Mengmeng Gu is New HLA Department Head

By Lyn Dean, writer and editor, ALCC and CNGA

Mengmeng Gu, professor and head of Horticulture and Landscape Architecture

Colorado State University (CSU) welcomes Mengmeng Gu, Ph.D., as the new Horticulture and Landscape Architecture (HLA) department head in the College of Agricultural Sciences. Professor Gu’s official start date was July 1, 2022 and she is “looking forward to working side-by-side with new colleagues at CSU, the local community, and getting to know green industry partners.”

Chimaphila umbellate

Health and wellbeing are about plants

Gu and her family—husband and four children—arrived in Colorado mid-June and visited some sites including Trail Ridge Road in Rocky Mountain National Park and Twin Silo Park in Fort Collins. This introduction to Colorado reinforced her love for plants and their diversity, and her appreciation of the value of plants in our lives, whether they occur naturally, such as the wildflowers (i.e., Chimaphila umbellata and Nuphar lutea) in the national park, or are planted in a community park, such as Twin Silo.

Digging in more deeply to the value of plants, consider that a cancer prevention lab has been an important part of Gu’s department for 20 years. Why might that be so? She says that plants serve two important functions for well-being and that’s why we grow things “One function is food for the body—fruits and vegetables—and the second is food for the soul, meaning ornamental plants in our living environment.”

So why shouldn’t plant research include the connection between horticulture and cancer? Gu says it helps gives horticulture research an elevated meaning since it can be tied back to human physical and mental health.

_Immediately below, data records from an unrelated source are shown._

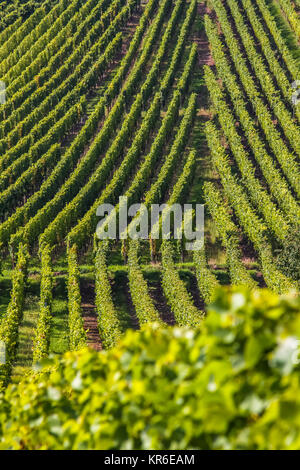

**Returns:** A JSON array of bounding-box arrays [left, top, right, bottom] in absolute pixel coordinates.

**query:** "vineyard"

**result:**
[[0, 0, 299, 450]]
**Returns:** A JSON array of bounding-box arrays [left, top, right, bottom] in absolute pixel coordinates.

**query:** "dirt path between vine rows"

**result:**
[[80, 279, 102, 351]]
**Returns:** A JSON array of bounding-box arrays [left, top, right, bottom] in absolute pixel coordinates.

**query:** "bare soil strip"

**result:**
[[80, 278, 102, 351]]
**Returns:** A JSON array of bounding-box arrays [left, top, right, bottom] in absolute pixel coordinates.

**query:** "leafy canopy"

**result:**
[[0, 286, 299, 450]]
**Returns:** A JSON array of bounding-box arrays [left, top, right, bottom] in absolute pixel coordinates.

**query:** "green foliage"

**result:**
[[161, 241, 203, 327], [1, 0, 146, 252], [256, 0, 299, 76], [204, 118, 297, 294], [128, 240, 162, 325], [194, 248, 220, 304], [95, 241, 122, 349], [0, 244, 28, 388], [143, 93, 197, 206], [205, 14, 300, 201], [277, 229, 300, 282], [0, 5, 126, 195], [223, 0, 300, 156], [203, 181, 257, 290], [33, 244, 53, 363], [99, 36, 197, 245], [204, 65, 292, 242], [277, 0, 300, 40], [7, 0, 164, 252], [0, 28, 122, 162], [0, 287, 299, 449], [0, 0, 95, 81], [66, 0, 195, 249], [68, 90, 161, 249], [0, 0, 123, 119], [67, 245, 86, 351], [0, 1, 58, 34]]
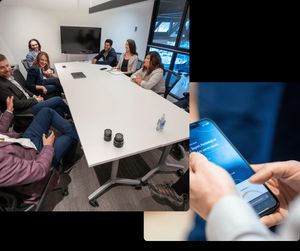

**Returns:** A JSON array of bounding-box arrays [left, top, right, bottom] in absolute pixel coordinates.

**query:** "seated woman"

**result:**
[[26, 51, 63, 98], [131, 51, 165, 94], [0, 97, 82, 205], [115, 39, 138, 76]]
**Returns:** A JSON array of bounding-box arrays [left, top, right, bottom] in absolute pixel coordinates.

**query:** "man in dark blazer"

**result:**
[[0, 54, 70, 120], [0, 96, 80, 205]]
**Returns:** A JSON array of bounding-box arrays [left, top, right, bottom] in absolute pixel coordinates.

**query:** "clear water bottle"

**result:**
[[156, 113, 166, 131]]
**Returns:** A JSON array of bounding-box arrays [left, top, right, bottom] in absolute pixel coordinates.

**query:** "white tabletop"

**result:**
[[55, 62, 189, 167]]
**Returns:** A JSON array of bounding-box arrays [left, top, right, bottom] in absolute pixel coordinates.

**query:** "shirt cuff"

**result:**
[[206, 195, 273, 241], [140, 80, 145, 87]]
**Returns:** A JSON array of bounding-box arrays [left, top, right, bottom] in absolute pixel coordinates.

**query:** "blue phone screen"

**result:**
[[190, 119, 278, 216]]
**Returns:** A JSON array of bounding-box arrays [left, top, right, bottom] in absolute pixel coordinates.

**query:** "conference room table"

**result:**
[[55, 62, 189, 207]]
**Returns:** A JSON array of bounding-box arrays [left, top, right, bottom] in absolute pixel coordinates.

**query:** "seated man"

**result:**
[[92, 39, 118, 67], [0, 96, 82, 205], [0, 54, 70, 120]]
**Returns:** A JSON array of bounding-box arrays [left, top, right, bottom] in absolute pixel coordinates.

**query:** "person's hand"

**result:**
[[91, 59, 96, 64], [6, 96, 14, 112], [35, 95, 44, 102], [41, 86, 48, 94], [134, 75, 143, 85], [43, 69, 54, 78], [250, 161, 300, 227], [42, 131, 55, 146], [190, 152, 238, 220]]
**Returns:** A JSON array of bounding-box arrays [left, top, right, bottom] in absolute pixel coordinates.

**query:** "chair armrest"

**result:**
[[14, 108, 34, 118], [183, 92, 189, 97]]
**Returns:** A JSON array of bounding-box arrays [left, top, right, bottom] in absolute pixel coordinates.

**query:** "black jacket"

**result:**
[[93, 48, 118, 67], [0, 71, 37, 113]]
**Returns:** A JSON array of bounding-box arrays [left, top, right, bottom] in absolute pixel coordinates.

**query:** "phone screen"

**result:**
[[190, 118, 279, 217]]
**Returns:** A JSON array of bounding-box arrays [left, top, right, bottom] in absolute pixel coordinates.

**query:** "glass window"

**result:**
[[152, 0, 186, 46], [170, 53, 190, 98], [179, 6, 189, 49], [148, 0, 189, 99]]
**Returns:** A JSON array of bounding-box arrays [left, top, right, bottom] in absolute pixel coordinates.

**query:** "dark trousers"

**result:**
[[31, 96, 70, 118], [23, 107, 78, 168]]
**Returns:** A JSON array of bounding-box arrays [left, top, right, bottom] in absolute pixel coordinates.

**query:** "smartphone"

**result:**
[[190, 118, 279, 217], [45, 130, 53, 138]]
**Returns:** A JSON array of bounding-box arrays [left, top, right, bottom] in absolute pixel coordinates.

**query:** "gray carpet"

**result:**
[[40, 147, 189, 211]]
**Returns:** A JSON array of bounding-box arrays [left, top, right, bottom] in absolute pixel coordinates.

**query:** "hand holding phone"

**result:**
[[190, 119, 279, 217], [190, 152, 238, 219], [43, 130, 55, 146]]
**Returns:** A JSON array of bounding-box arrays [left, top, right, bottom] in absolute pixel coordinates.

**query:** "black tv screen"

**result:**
[[60, 26, 101, 54]]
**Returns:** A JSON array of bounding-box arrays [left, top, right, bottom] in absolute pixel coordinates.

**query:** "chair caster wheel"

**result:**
[[177, 169, 184, 177], [62, 189, 69, 196], [89, 200, 99, 207], [135, 184, 142, 190], [141, 180, 148, 186]]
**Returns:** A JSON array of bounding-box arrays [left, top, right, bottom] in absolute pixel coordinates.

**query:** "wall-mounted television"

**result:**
[[60, 26, 101, 54]]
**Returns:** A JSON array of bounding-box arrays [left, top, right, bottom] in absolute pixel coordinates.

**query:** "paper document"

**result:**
[[108, 69, 124, 75]]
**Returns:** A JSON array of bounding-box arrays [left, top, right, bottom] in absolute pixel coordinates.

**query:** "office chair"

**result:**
[[0, 68, 34, 132], [136, 59, 143, 71], [158, 69, 187, 176], [116, 52, 122, 63], [160, 69, 181, 99], [0, 167, 68, 212], [21, 59, 30, 72]]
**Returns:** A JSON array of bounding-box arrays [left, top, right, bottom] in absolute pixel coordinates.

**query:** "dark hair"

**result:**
[[127, 39, 138, 55], [34, 51, 50, 71], [105, 39, 113, 46], [28, 38, 41, 51], [0, 54, 7, 62], [143, 51, 164, 75]]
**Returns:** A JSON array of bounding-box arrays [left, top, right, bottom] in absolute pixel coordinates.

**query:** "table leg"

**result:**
[[88, 159, 141, 206], [141, 145, 185, 183]]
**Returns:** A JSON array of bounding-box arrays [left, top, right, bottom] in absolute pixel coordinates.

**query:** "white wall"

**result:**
[[0, 0, 154, 76]]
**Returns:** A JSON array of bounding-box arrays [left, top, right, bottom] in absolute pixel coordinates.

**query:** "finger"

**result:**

Texas to Colorado means change in research priorities

Before coming to Colorado, Gu was a professor at Texas A&M University where her research focused on biochar—a sustainable charcoal-like substance from agricultural waste—a topic she hopes to continue, and on management of crapemyrtle bark scale.

“There’re not a lot of crapemyrtles in Colorado,” Gu admits. “So, I transferred the majority of that research to a collaborator. I want to look at the needs in Colorado!” To do so, Gu is meeting with green industry stakeholders to learn more.

As a professor and department head, her goal is to actively find the horticulture research needs for Colorado. “Everyone has their passion within horticulture and mine is ornamental,” Gu says. “Now as department head, I need to broaden my service to the university, community and industry, to identify and involve more stakeholders to help identify needs, and to support and celebrate HLA faculty.”

Nuphar lutea Mengmeng Gu

Sustainability

“Sustainability is a broad concept. Climate change also needs to be included under its umbrella,” Gu reminds us. “It’s possible that what we see as unusual now, will become the usual. But I don’t see it as too big to do anything about. I don’t throw my hands up and quit. I do what I can.”

With regard to horticulture research, “the more we can do to protect a plant, the more we help the environment.” This includes, for example, alternative strategies for managing insects, which some of Gu’s research has focused on. She applauds programs such as Plant Select® that promote ‘right plant, right place.’ Gu would add “right management.”

In our lives and in research, “we have to be mindful about what we do so we are contributing to the solution and not the problem, or at least minimizing the negative impact,” she cautions.

Turn the lemons into lemonade

Gu believes all challenges are really opportunities. It’s how we deal with them that determine the outcome. In the third year of her Ph.D. research, the birch trees she was studying became heavily infested with Japanese beetles, an insect causing damage on many plants in the rose family. She embraced the challenge as an opportunity to evaluate Japanese beetle feeding preference on multiple taxa of birch.

In her new leadership position as department head, Gu intends to apply the same pragmatic approach. “I expect challenges to arise and my goal is to turn them into opportunities and learn from them.”

“I am looking forward to identifying stakeholder needs and finding viable research topics.”